Plan delivered 4,000 tents and more than 300 family survival kits containing soap, towels, flashlights, batteries, cups, diapers and toilet paper by ship to Jacmel on Monday but Rodriguez said many more were needed.

Canada has focused its efforts on Jacmel and is air-lifting aid and sending in troops by sea. They will also clear heavy rubble off the road between Port-au-Prince and Jacmel to allow heavy convoys of aid to come through.

There are also security concerns on the fastest road - a two-hour drive - between the capital and Jacmel, relief workers said, with reports of gangs of men with machetes asking people for money. An alternative route takes ten or twelve hours.

The number of dead in Jacmel is estimated at 356, according to Plan, which is low compared to the capital, but survivors are in desperate need of aid and disease is now a concern.

AID TRICKLES IN

Reporters on the ground said local people had been without medicines or supplies for days after the quake in Jacmel and Leogane. A trickle of outside help began to arrive on Monday in Leogane, according to The Washington Post.

The International Committee of the Red Cross (ICRC) said on Tuesday it was setting up first-aid posts in Leogane, 30 kilometres west of the capital or a drive of one and a half hours. The ICRC also plans to increase medical aid to the town in coming days.

"There was large large destruction, some 80 percent of the city was affected, and the hospitals are overwhelmed and malfunctioning," Stuart Schorno of the ICRC told AlertNet from Port-au-Prince. "It is difficult, the damage is so widespread."

Medical charity Medecins Sans Frontieres has carried out exploratory missions in Leogane, Jacmel and Petit-Goave, amongst other towns and doctors are at work in some of the towns. Merlin also said it was working with partner organisations in Leogane and Petit-Goave to provide basic healthcare, medical screening and referral to Merlin surgeons.

Hauke Hoops, emergency coordinator for CARE International, said teams from CARE were starting water distribution in Leogane but security was an issue with survivors in desperate need and tensions rising.

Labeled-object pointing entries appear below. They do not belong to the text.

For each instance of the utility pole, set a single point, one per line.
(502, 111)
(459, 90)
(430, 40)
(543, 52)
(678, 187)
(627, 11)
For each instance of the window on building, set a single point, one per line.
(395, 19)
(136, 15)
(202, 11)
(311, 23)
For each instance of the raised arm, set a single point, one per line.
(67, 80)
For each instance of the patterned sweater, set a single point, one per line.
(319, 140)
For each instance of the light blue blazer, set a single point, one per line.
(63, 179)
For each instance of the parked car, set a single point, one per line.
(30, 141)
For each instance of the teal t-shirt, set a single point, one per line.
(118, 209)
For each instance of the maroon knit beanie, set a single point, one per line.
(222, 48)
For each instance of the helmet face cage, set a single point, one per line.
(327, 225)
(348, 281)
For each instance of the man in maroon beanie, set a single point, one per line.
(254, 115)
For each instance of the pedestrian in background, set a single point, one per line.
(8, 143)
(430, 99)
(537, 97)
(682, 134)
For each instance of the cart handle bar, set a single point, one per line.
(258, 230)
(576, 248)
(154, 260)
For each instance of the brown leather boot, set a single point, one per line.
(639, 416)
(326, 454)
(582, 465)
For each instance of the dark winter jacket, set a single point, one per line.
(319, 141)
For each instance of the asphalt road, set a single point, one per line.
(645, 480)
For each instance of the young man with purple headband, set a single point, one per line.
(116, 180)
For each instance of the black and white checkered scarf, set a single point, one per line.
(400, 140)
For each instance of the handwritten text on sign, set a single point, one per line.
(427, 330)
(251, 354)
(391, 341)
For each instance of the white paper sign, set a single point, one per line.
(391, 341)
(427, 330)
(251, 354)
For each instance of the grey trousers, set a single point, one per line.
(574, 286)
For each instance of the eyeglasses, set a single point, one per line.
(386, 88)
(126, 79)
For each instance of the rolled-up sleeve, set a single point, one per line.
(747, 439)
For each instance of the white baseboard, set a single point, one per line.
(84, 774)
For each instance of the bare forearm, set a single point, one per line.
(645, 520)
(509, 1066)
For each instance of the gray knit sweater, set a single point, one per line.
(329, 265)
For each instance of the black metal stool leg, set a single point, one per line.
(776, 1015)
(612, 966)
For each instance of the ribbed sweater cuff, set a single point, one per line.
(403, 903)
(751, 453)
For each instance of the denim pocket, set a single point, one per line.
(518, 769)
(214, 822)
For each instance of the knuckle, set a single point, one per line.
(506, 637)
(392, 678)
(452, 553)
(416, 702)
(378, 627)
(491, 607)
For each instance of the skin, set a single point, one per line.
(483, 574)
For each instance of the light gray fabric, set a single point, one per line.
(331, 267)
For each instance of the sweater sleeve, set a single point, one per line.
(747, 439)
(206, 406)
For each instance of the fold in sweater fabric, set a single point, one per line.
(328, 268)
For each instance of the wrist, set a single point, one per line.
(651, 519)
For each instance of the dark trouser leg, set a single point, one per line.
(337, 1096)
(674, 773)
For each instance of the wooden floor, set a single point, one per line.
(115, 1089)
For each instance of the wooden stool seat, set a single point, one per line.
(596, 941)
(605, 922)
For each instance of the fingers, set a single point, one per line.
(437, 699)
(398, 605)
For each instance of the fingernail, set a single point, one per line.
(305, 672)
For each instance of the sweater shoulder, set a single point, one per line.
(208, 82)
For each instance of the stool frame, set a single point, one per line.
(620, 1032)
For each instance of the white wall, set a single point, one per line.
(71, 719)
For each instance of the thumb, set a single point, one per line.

"We need to work out the best way to arrange distribution. There is a huge security concern about whether you can distribute aid safely or whether you can only do it with armed protection," Hoops said by telephone from Port-au-Prince. "We're taking all the security measures we can take."

Search and rescue teams reached Leogane five days after the earthquake but struggled to find survivors.

Elisabeth Byrs, spokesperson for OCHA, the U.N. Office for the Coordination of Humanitarian Affairs, said there was still hope of finding survivors in Haiti. Search and rescue teams are increasingly reaching out to affected areas outside Port-au-Prince, OCHA said.